Days after antitrust regulators said they were concerned that Google might use patents acquired with the purchase of Motorola Mobility to limit competition in the smartphone market, Apple has lodged a complaint in Brussels over the issue.

With its latest salvo in the smartphone industry’s patent wars, Apple has tapped into an official anxiety that has shown signs of spreading in recent days.

Motorola disclosed in a filing with the Securities and Exchange Commission late on Friday that the European Commission had notified it of the Apple complaint earlier in the day.

The protest is over Motorola’s “enforcements … of standards-essential patents against Apple allegedly in breach of [its] FRAND commitments,” according to the filing. Companies are required to license their intellectual property under “fair, reasonable and non-discriminatory” (FRAND) terms if it is included in tech industry standards, since rivals have little choice but to adopt it in their own products.

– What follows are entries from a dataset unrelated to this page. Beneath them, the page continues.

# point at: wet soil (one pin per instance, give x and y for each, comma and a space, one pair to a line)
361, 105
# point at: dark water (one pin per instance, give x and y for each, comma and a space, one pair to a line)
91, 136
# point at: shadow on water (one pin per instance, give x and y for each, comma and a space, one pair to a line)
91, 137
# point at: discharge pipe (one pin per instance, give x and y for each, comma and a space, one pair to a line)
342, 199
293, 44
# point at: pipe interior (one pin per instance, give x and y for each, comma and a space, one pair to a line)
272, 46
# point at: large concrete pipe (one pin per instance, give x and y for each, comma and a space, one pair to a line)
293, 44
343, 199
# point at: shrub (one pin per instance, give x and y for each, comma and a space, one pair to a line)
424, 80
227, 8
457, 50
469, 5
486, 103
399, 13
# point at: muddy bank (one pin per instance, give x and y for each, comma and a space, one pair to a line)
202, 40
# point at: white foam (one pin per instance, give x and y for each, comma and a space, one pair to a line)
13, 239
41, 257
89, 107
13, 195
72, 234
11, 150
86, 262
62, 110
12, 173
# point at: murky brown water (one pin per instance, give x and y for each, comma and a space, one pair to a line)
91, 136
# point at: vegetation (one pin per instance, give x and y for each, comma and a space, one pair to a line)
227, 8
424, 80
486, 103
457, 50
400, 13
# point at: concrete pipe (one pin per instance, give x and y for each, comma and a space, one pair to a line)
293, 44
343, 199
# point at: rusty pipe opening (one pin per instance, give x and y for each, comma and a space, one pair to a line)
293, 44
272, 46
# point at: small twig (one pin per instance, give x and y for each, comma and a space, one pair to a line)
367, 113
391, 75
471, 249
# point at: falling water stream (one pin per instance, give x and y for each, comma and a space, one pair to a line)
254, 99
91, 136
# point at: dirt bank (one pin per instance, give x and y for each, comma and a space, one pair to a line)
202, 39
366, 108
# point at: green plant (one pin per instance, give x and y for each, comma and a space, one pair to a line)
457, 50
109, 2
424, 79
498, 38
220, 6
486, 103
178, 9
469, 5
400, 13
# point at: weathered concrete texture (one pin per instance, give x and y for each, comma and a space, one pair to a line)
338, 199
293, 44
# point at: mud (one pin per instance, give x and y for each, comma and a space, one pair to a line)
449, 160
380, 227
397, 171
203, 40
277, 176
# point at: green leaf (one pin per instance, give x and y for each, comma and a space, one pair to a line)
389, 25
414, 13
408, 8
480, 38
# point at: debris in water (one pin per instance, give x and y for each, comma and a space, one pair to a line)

Brussels has already expressed concern that tech companies might try to use essential patents to hamper rivals. Earlier this month, it launched an investigation into Samsung’s use of similar patents to sue Apple in Europe, and competition officials expressed their unease about the issue when clearing Google’s acquisition of Motorola earlier this week.

The US Department of Justice disclosed its own concerns for the first time this week as it pointed to what it called Motorola’s “long and aggressive history of seeking to capitalise on its intellectual property”. Google was likely to continue that policy, it added.

Like Brussels, Washington has sought to draw attention to patents that play an essential part in standards and are required to be licensed under FRAND rules.

According to the DoJ, Google’s use of its patents in future is a cause of “significant concern”, since the search company has refused to follow Microsoft and Apple in ruling out seeking injunctions against rivals over such patents.

While regulators have grown uneasy, however, they have yet to act against companies over standards-essential patents, and this week the Motorola acquisition was cleared on both sides of the Atlantic.